Mais de 1 milhão de fiéis participaram ontem da marcha do adeus ao papa João Paulo II na Cidade do Vaticano. Espera-se hoje um movimento ainda mais intenso na Basílica de São Pedro, onde o papa está sendo velado desde anteontem. O tempo de espera na fila de 3 quilômetros, do Largo João XXIII até o interior da basílica, era de seis horas em média. Uma vez diante do corpo, a permanência era de apenas 20 segundos. O número de fiéis era tamanho que a fila em nenhum momento diminuiu, de manhã até a noite. Na madrugada de segunda-feira para ontem, o Vaticano ia suspender por três horas as visitas, mas foi obrigado a retomá-las uma hora depois, a pedido dos próprios fiéis que já se encontravam na Praça de São Pedro, na frente da basílica.

Durante todo o dia, a procissão silenciosa parou o Vaticano e congestionou o centro de Roma. Havia filas em todos os acessos à rua principal da praça. Espremidos em uma cerca edificada ao longo do percurso, os fiéis permaneciam mais tempo parados do que em movimento. Homens e mulheres, muitos com crianças em carrinhos de bebê, fizeram de tudo para chegar à basílica.

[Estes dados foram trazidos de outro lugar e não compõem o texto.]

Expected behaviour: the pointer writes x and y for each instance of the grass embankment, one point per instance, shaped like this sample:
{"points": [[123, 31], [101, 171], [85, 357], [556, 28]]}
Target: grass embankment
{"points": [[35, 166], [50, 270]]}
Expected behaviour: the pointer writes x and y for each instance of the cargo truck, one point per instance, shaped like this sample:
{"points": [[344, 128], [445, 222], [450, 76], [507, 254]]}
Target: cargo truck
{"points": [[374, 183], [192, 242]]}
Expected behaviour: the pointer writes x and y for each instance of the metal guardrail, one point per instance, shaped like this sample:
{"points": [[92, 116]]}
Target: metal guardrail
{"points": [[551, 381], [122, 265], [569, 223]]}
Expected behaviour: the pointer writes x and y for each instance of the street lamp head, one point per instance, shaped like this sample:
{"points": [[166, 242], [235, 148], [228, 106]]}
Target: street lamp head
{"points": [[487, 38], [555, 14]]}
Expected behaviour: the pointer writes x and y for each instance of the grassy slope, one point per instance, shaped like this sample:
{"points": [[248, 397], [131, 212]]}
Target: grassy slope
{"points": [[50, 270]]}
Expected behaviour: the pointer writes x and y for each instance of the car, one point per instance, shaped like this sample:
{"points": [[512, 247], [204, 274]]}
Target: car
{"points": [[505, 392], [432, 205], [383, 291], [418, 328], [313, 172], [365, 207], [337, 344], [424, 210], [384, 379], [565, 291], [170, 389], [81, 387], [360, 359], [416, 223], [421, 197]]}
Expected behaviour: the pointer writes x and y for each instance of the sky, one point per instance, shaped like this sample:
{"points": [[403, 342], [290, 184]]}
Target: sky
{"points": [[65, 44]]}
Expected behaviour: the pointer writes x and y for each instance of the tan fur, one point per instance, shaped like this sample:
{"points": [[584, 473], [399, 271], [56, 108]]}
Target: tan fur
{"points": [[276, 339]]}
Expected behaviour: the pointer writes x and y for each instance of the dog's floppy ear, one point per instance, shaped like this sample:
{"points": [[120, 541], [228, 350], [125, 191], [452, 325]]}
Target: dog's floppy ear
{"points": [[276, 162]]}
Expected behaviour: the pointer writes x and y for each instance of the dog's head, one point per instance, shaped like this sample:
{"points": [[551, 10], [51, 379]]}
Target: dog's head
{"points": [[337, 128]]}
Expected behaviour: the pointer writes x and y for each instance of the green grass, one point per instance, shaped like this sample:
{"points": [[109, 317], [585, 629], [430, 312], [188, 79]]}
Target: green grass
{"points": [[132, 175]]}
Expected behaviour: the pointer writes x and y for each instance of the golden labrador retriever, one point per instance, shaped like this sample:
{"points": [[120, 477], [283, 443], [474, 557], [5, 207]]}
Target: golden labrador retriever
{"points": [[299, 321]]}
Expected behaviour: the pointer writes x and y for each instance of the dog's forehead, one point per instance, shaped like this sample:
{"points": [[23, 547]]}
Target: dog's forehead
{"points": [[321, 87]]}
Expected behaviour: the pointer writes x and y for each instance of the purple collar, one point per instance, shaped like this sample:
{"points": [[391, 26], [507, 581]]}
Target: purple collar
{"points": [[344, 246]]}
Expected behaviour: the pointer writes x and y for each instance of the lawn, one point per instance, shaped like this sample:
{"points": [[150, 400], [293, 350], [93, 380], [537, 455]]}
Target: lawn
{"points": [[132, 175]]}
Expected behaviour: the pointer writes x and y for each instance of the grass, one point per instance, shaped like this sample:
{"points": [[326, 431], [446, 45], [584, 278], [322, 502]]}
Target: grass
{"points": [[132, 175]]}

Mas houve pessoas com pressão baixa, exaustas e minadas pela queda de temperatura, que acabaram não resistindo. Embora tenham sido distribuídas mais de 15 mil garrafas de água mineral. A desidratação também derrubou muitos fiéis. No total, 65 pessoas foram atendidas nos postos de emergência, montados pela Ordem de Malta com apoio do governo do Vaticano. Segundo a porta-voz da ordem, Philipea Lesile, houve apenas uma morte: a de uma ucraniana, por enfarte do miocárdio, no domingo.

BRASILEIROS

A Bandeira do Brasil também tremulou em sinal de luto durante o velório. Ela foi carregada pelo estudante de economia da Universidade de Roma José Artur Ribeiro, que já esteve na praça em três ocasiões anteriores - todas para assistir à missa papal. Ao lado de seu amigo Vinícius Lins, mineiro de Belo Horizonte, os dois não só demonstraram o luto pelo papa que se foi como também caíram na pregação para que o próximo papa seja um brasileiro. "Isso levantaria a imagem do Brasil no exterior", afirmou Ribeiro.

A massa de gente, quando em movimento e depois de muito tempo de espera, serpenteava pelo centro da praça, passando por trás do obelisco, dobrando uma vez à esquerda e depois à direita para seguir em linha reta até a basílica. Esse movimento prosseguiu ao longo de todo o dia, até a noite. Milhares de pessoas se revezaram na despedida ao papa, o que fez com que a marcha não diminuísse de tamanho ou intensidade.

Hoje, último dia das despedidas, mais uma multidão é esperada na basílica. A idolatria a João Paulo II é impressionante. Mesmo quem não concorda com suas idéias reconhece o seu carisma. Na fila podiam ser vistos praticantes de outras religiões, como um grupo de quatro seguidores de Maomé que, por algumas horas, trocaram o islamismo pela veneração ao papa morto.

Quando religião e adoração se misturam, o resultado é impressionante. A professora de teatro Catherine Heatheointon, inglesa, entrou na basílica, viu o corpo do papa e saiu emocionada. "Eu gostei de vê-lo pela última vez e estou agradecida por tudo que ele fez por nós", disse. A professora britânica Sam Sidhu depois de passar por um martírio de mais de seis horas para ver o papa, foi lacônica. "Eu tive uma sensação muito estranha. Depois de passar esse tempo todo na fila, pude ver o que já sabia: o papa está morto."